I’m thinking, for instance, of Sleater Kinney’s “Words and Guitar.”
That’s a “simple” song in some ways. I mean, is there character
development, plot? But it does the job, and then some. It’s not far off
to say prose can work much like that. I remember, as a kid, when I
first encountered a copy of Aloysius Bertrand’s Haarlem, and it’s
this, well, a “prose poem,” designed to offer a picture, in tone and
image, with, if I remember correctly, a bird hanging in a window, a
fowl, for sale, and the point is it absolutely blew my mind. I thought,
wow, this isn’t like any form I know, isn’t quite a “short story” and
isn’t quite a “poem” and whatever it is, it’s an absolute pleasure,
enchanting, exhilarating… And that’s what I want from whatever I write,
both in the act of writing and the act of reading (and in performing,
too, I should add, which is very important to me). I want to write
things that give me pleasure. I mean, I just said all this stuff about
political analysis or whatnot, about the content and the ideas in the
book, but I hope the stories are also pleasurable – in the sense of
being funny, for instance, but also in the sounds of the words, the
juxtapositions and images conjured…
TSR: Do you
have a "reader" in mind when you write stories?
SD:
Sometimes, maybe. Many of my pieces I design as performance pieces, so
I write with an ear toward the audience in that way.
TSR: Is there
anything you'd like to ask someone who has read your collection,
anything at all?
SD: Oh, I’d ask them
about something else. I wouldn’t want to talk about my stories.
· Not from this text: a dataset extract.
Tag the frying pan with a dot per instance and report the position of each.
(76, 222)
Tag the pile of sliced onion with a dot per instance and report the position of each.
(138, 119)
TSR: How does it feel knowing that people are buying your book?
SD: Well, of course
I like that people like my stories. I think that’s great.
TSR: What are
you working on now?
SD: I’m at work on
another collection of stories, also arranged around a theme. I have a
novel manuscript I’m shopping around as well, about nostalgia.
TSR: What are
the three most recent short story collections you've read?
SD: Probably Adrian Tomine’s books, the story collections Summer Blonde and 32 Stories and Sleepwalk and Other Stories. I reviewed Summer Blonde
for Rain Taxi Review of Books and wrote an essay for Kartika Review on
Tomine’s work, which has been extremely important to me. He does great
stuff. And he’s working in another form altogether, graphic literature,
comic literature, words and pictures, whatever you want to call it.